Hugues Serge Limbvani appelle donc à la création de théâtres fonctionnels, c’est-à-dire liés au problème de la société pour créer l’engagement chez le public. ‘’Les Africains doivent se rendre compte qu’avant d’aller balayer chez l’autre, il faut d’abord balayer chez soi. Je pense que nous devons d’abord penser nos créations pour notre public. Une fois que ce dernier est conquis, nous pouvons penser à aller conquérir ailleurs. Il y a des spectacles qui sont créés chez nous pour le peuple européen. Ça veut dire que même  le contenu est modifié. Et comme le contenu ne parle plus au public, il ne vient plus au théâtre'', regrette-t-il.

Problème de visa

L’autre problème évoqué est lié au visa. Les intervenants plaident en faveur d’un mécanisme ou un programme de discussions avec surtout la partie européenne, pour changer son traitement des dossiers de créateurs, en créant un visa créatif. D’après eux, il est illogique de priver un créateur d’un voyage devant lui permettre de présenter sa production. Obtenir un visa, c’est un véritable casse-tête pour les artistes africains et arabes. Hugues Serge Limbvani en a fait les frais. ‘‘Je faisais mon spectacle à Montréal. Et j’ai une jeune comédienne congolaise qui devait quitter Brazzaville. Pour faire transition à Paris pour faire son visa de Canada parce qu’à  Brazzaville, on n’a pas d’ambassade de Canada, il faut aller à Kinshasa, mais ça prend deux mois. Or, quand on le fait à Paris, le visa sort le même jour. J’avais l'accord de l’ambassade de Canada, mais la France a refusé le visa de transit, alors que la personne ne devait même pas y rester pendant une journée’’, relate-t-il.
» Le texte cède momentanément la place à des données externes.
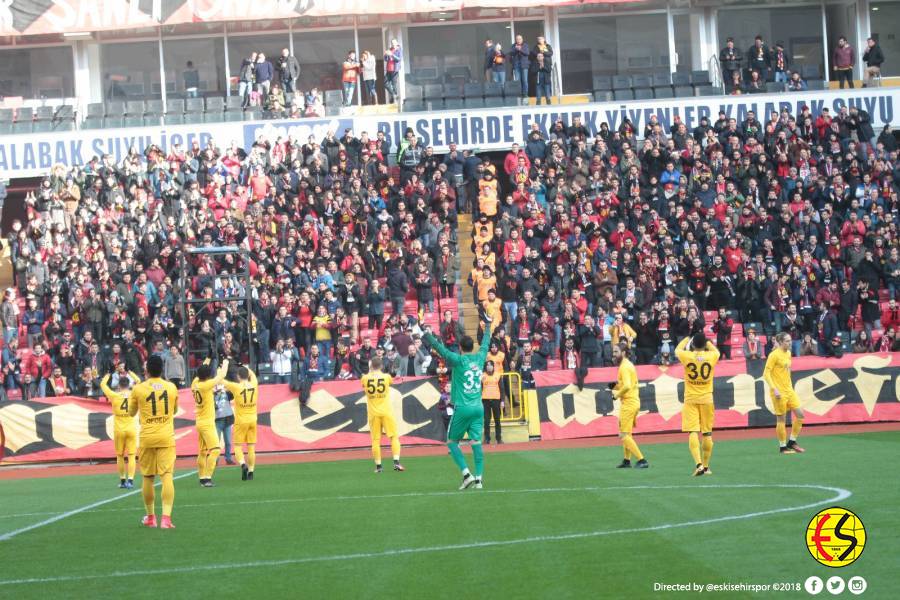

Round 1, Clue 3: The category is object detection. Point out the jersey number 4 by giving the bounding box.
[686,363,712,381]
[366,379,387,394]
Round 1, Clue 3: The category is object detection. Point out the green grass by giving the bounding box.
[0,432,900,600]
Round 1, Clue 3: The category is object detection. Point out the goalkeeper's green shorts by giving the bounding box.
[447,406,484,442]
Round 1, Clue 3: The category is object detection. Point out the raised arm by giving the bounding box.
[675,336,691,363]
[422,332,459,366]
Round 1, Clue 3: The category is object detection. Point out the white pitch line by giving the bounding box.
[0,470,197,542]
[0,484,853,586]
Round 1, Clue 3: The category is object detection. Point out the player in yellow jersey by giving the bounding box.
[361,356,404,473]
[100,372,141,490]
[675,333,720,477]
[191,358,228,487]
[609,343,650,469]
[763,331,804,454]
[128,354,178,529]
[225,367,259,481]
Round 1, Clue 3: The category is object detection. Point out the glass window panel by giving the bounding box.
[100,42,161,100]
[558,14,669,94]
[294,30,362,91]
[408,21,511,83]
[0,46,75,99]
[162,38,227,96]
[718,6,823,77]
[869,3,900,76]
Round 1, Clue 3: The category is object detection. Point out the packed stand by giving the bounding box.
[464,107,900,381]
[0,130,480,398]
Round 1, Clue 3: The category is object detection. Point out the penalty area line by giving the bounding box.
[0,484,853,586]
[0,470,197,542]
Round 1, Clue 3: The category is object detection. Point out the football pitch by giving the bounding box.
[0,432,900,599]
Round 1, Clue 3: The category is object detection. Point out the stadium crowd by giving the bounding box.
[0,92,900,397]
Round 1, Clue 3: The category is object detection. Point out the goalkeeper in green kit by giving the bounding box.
[422,318,491,490]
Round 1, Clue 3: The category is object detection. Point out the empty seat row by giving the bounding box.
[0,104,75,134]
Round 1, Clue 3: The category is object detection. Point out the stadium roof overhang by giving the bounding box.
[0,0,634,37]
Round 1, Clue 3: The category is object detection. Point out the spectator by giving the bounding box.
[787,71,809,92]
[253,52,275,98]
[863,38,884,87]
[484,38,496,82]
[490,42,506,84]
[481,361,504,444]
[341,50,362,106]
[532,52,553,104]
[275,48,300,94]
[360,50,378,106]
[712,306,734,360]
[853,329,874,354]
[831,36,854,90]
[747,35,772,82]
[182,60,200,98]
[384,39,403,103]
[238,52,257,108]
[743,327,766,360]
[509,35,531,98]
[771,42,791,83]
[213,385,237,465]
[719,38,743,84]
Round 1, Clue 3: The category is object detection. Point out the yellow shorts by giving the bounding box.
[619,404,641,433]
[772,394,800,417]
[138,446,175,476]
[197,424,219,453]
[681,403,716,433]
[113,428,137,456]
[233,421,256,444]
[369,415,397,440]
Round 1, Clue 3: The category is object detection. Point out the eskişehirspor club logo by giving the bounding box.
[806,506,866,567]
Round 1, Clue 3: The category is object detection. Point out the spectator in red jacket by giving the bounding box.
[23,343,53,398]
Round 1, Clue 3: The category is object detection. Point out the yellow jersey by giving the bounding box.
[763,348,796,398]
[191,361,228,426]
[100,371,141,432]
[362,371,394,417]
[128,377,178,448]
[675,337,721,404]
[613,358,641,405]
[225,369,259,423]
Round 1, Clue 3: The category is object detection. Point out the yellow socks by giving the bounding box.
[391,437,400,460]
[775,421,787,446]
[688,431,703,465]
[160,473,175,517]
[703,435,713,468]
[372,435,381,465]
[622,435,644,460]
[141,475,155,515]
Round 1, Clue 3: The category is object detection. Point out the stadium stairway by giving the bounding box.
[0,238,13,289]
[457,213,478,348]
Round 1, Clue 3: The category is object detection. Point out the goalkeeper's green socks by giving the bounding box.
[472,442,484,479]
[447,442,469,471]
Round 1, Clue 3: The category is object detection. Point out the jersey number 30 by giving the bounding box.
[686,363,712,381]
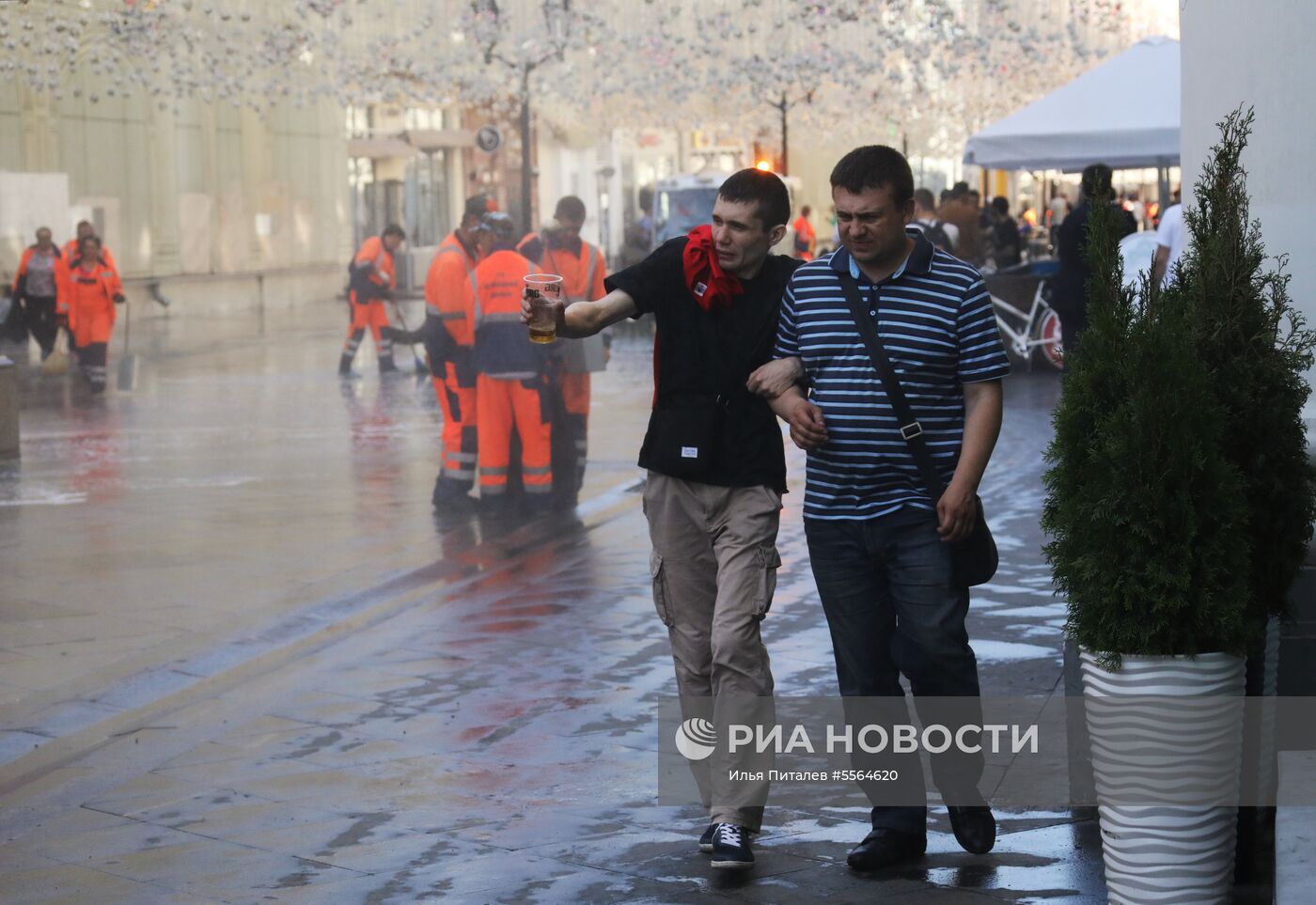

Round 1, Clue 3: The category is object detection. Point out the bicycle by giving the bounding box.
[983,264,1065,371]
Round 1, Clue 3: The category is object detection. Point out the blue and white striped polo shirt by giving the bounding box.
[774,229,1010,520]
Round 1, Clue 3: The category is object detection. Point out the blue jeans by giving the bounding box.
[804,507,983,833]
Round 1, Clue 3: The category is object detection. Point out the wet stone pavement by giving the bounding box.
[0,305,1104,904]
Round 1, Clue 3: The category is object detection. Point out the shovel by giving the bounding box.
[389,299,429,382]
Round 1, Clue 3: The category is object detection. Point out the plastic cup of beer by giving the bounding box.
[525,273,562,342]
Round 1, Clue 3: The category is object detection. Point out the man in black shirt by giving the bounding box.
[523,170,800,868]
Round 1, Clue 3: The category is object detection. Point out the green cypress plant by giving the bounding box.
[1042,195,1246,668]
[1171,108,1316,632]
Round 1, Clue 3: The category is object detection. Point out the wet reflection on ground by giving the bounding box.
[0,310,1120,902]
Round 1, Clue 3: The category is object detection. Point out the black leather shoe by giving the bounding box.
[845,829,928,871]
[947,805,996,855]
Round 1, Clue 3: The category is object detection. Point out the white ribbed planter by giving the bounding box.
[1080,651,1244,905]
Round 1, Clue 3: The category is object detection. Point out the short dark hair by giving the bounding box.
[832,145,914,204]
[553,195,585,223]
[1082,164,1115,198]
[717,167,791,233]
[462,192,497,223]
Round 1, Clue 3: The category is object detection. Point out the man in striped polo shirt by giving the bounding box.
[750,145,1010,871]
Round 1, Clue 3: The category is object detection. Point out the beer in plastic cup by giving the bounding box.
[525,273,562,342]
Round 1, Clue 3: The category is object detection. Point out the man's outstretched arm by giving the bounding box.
[744,356,804,397]
[521,289,639,339]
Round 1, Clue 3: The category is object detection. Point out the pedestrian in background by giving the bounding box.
[938,183,983,267]
[914,188,958,254]
[988,195,1024,270]
[521,170,800,869]
[13,226,69,361]
[59,236,124,394]
[791,204,817,260]
[1052,164,1137,352]
[1046,192,1069,249]
[517,195,606,507]
[338,224,407,378]
[1152,190,1188,287]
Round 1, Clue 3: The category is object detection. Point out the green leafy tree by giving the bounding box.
[1171,108,1316,632]
[1042,195,1246,668]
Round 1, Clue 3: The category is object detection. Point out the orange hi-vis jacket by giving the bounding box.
[60,262,124,346]
[517,233,608,305]
[467,249,543,381]
[65,240,118,276]
[352,236,398,289]
[425,233,481,346]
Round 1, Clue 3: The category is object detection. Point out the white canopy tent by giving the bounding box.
[964,37,1179,171]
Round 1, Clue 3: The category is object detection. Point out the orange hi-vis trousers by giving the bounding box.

Ainsi, il a été obligé d’utiliser ses réseaux. Il a contacté des ministres français qui ont téléphoné à l’ambassade pour qu'elle délivre un visa d’urgence. ‘’On était tellement en retard qu’on a demandé à la personne d’aller à l’aéroport pour qu’on fasse un visa sans même qu’elle ait besoin de remplir des papiers’’, note-t-il.

Cette anecdote le pousse à dire que le talent ne suffit plus, qu’il y a d’autres éléments qui entrent en ligne de compte. ‘’Pour que la personne reçoive le visa, il faut qu’elle ait des attachés solides dans son pays, c'est-à-dire être marié, avoir des enfants. Mais on a vu même des femmes qui, une fois arrivées en Europe, ne sont pas revenues'', dit-il.
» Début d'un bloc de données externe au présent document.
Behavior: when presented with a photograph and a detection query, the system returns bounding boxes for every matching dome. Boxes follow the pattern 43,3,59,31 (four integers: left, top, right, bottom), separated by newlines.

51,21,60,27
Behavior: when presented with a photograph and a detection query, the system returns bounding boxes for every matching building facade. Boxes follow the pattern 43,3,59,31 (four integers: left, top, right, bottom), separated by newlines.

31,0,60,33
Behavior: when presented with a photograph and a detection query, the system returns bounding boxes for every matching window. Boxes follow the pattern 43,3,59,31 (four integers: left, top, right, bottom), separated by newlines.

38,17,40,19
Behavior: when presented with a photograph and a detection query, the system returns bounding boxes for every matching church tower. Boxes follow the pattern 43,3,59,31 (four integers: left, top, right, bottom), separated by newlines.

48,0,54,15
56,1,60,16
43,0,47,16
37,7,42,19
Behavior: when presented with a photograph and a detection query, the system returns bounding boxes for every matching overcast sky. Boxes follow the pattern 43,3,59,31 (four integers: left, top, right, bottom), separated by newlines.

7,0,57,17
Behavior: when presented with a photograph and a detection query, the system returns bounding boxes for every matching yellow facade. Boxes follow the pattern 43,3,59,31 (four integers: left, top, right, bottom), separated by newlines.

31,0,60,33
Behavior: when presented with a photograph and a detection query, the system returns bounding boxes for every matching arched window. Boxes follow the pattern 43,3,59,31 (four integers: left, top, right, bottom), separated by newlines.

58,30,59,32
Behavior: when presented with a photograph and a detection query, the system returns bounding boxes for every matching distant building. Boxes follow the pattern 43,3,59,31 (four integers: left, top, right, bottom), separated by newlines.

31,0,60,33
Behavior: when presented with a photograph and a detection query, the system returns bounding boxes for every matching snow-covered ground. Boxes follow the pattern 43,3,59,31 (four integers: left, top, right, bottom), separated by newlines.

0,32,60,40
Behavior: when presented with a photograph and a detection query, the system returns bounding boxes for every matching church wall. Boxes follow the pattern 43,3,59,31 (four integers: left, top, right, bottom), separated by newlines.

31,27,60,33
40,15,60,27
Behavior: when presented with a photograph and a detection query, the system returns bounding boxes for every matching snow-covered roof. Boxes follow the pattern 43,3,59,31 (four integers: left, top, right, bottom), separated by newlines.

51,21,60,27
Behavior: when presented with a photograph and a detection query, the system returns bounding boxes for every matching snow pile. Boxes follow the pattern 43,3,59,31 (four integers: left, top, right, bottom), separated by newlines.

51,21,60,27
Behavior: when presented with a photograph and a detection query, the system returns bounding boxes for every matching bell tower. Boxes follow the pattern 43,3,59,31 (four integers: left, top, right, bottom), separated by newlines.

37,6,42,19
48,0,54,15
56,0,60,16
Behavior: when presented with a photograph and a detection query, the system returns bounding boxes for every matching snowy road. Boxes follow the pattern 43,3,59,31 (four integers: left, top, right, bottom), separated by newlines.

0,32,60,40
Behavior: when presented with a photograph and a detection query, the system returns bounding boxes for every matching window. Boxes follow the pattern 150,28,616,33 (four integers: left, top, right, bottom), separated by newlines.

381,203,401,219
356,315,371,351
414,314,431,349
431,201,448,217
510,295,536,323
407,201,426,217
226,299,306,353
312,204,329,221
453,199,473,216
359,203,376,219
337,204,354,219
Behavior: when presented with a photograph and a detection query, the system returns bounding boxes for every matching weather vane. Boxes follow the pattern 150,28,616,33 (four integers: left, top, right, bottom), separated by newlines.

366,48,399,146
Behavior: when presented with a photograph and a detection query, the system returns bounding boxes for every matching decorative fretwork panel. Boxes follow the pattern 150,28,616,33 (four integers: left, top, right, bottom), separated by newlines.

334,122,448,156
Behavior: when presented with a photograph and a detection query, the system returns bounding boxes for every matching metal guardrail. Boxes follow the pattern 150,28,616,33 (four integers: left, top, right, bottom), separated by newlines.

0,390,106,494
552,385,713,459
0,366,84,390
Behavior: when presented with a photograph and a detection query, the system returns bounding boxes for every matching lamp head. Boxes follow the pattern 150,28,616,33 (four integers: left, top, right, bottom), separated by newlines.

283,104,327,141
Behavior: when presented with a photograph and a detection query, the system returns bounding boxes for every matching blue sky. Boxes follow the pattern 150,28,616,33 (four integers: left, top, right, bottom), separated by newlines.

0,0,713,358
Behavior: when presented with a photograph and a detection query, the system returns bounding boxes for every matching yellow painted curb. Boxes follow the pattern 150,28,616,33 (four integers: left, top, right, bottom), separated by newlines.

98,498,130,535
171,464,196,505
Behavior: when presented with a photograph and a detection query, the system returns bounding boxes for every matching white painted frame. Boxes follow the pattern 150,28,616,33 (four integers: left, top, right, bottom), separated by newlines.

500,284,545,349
Déboussolés, les metteurs en scène ne savent plus à quel saint se vouer. Ainsi, ils sont obligés de prendre des Africains en Europe, pour se simplifier la tâche.

 Pour sa part, la directrice des JTC, Nissaf Ben Hafsiya, a rappelé que l’organisation de ce colloque s’inscrit dans la continuité avec d’autres ateliers, performances et spectacles, et dans le cœur d’une tradition instaurée par cette manifestation.